Perbedaan Jilid Soft Cover dan Hard Cover yang Perlu Kamu Ketahui

Perbedaan Jilid Soft Cover dan Hard Cover yang Perlu Kamu Ketahui

Dunia kerja atau sekolah saat ini tidak bisa dilepaskan dari kebutuhan ngeprint atau cetak dokumen. Tidak jarang seorang karyawan atau siswa mencetak berlembar-lembar dokumen sesuai dengan kebutuhan mereka. Nah, agar dokumen tersebut tidak berceceran, maka solusinya adalah dengan dijilid. Selain lebih rapi, dokumen juga biar lebih enak untuk dibaca karena bentuknya menyerupai sebuah buku. Tapi, apakah kamu sudah tahu kalau jenis jilid itu ada hard cover dan soft cover jilid? Jika belum, yuk, ketahui perbedaan kedua jenis jilid tersebut!

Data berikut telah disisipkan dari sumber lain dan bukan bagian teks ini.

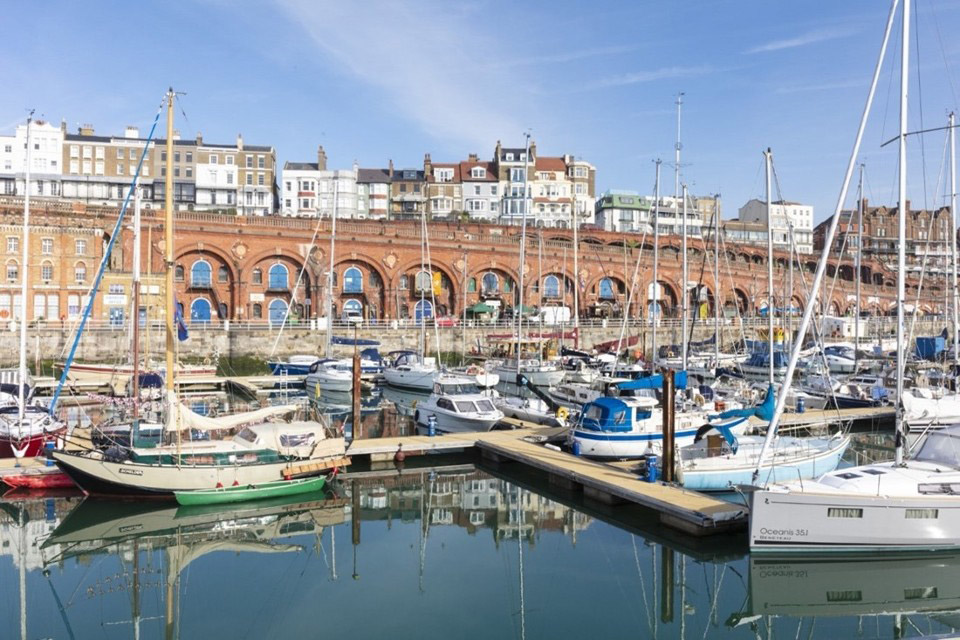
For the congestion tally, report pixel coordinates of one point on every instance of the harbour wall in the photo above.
(233, 340)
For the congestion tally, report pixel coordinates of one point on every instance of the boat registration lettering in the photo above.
(783, 534)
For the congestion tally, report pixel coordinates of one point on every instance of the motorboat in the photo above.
(409, 371)
(457, 405)
(328, 374)
(296, 365)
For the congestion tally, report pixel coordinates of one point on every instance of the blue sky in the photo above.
(383, 79)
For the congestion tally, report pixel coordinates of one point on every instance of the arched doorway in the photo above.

Sering Dianggap Sama, Ternyata Ini 3 Perbedaan Hard Cover dan Soft Cover Jilid

Perbedaan Jilid Soft Cover dan Hard Cover

Memilih jenis jilid itu sangat dipengaruhi oleh kebutuhan. Kalau memang dokumen yang kamu cetak memerlukan jilid dengan tektur yang tebal, maka kamu bisa gunakan hard cover. Tetapi kalau kamu ingin dokumen mempunya sampul yang lentur, ya gunakan saja jilid soft cover. Nah, biar kamu lebih paham perbedaan di antara keduanya, simak 3 perbedaan jilid hard cover dan soft cover berikut ini!

1. Tekstunya

Dari namanya saja kamu sudah bisa tahu bahwa soft cover itu memiliki tekstur sampul yang lunak atau lentur. Coba perhatikan buku-buku yang banyak dijual di pasaran. Sebagian besar menggunakan jilid soft cover. Harga jasa jilid soft cover bervariasi, tergantu dari ukuran dan kertas yang kamu pilih. Sedangkan jilid hard cover mempunyai tekstur yang kaku dan keras. Jilid yang satu ini lebih cocok sebagai sampul arsip dokumen penting atau laporan hasil penelitian.

2. Tingkat Kerumitan

Perlu kamu tahu bahwa membuat hard cover itu lebih rumit daripada soft cover. Kalau soft cover, yang diperlukan hanyalah kertas sampul lunak yang ditempel menggunakan lem. Tapi, kalau hard cover masih membutuhkan lapisan kardus tebal untuk membuat teksturnya lebih kuat. Diperlukan beberapa langkah rumit lagi agar hasil hard cover lebih bagus, seperti pelapisan kertas sampul pada kardus dan pengeleman yang harus presisi.

3. Harga

Soal harga mungkin kamu bisa menebak. Karena lebih mudah daripada hard cover, maka harga jilid soft cover lebih murah. Itulah sebabnya jilid ini banyak dipilih. Sedangkan jilid hard cover harganya lebih mahal. Tapi lagi-lagi tergantung kebutuhan, ya. Kalau memang benar-benar membutuhkan jilid hard cover ya tidak masaah mengeluarkan uang lebih banyak agar hasilnya maksimal dan dokumen lebih rapi.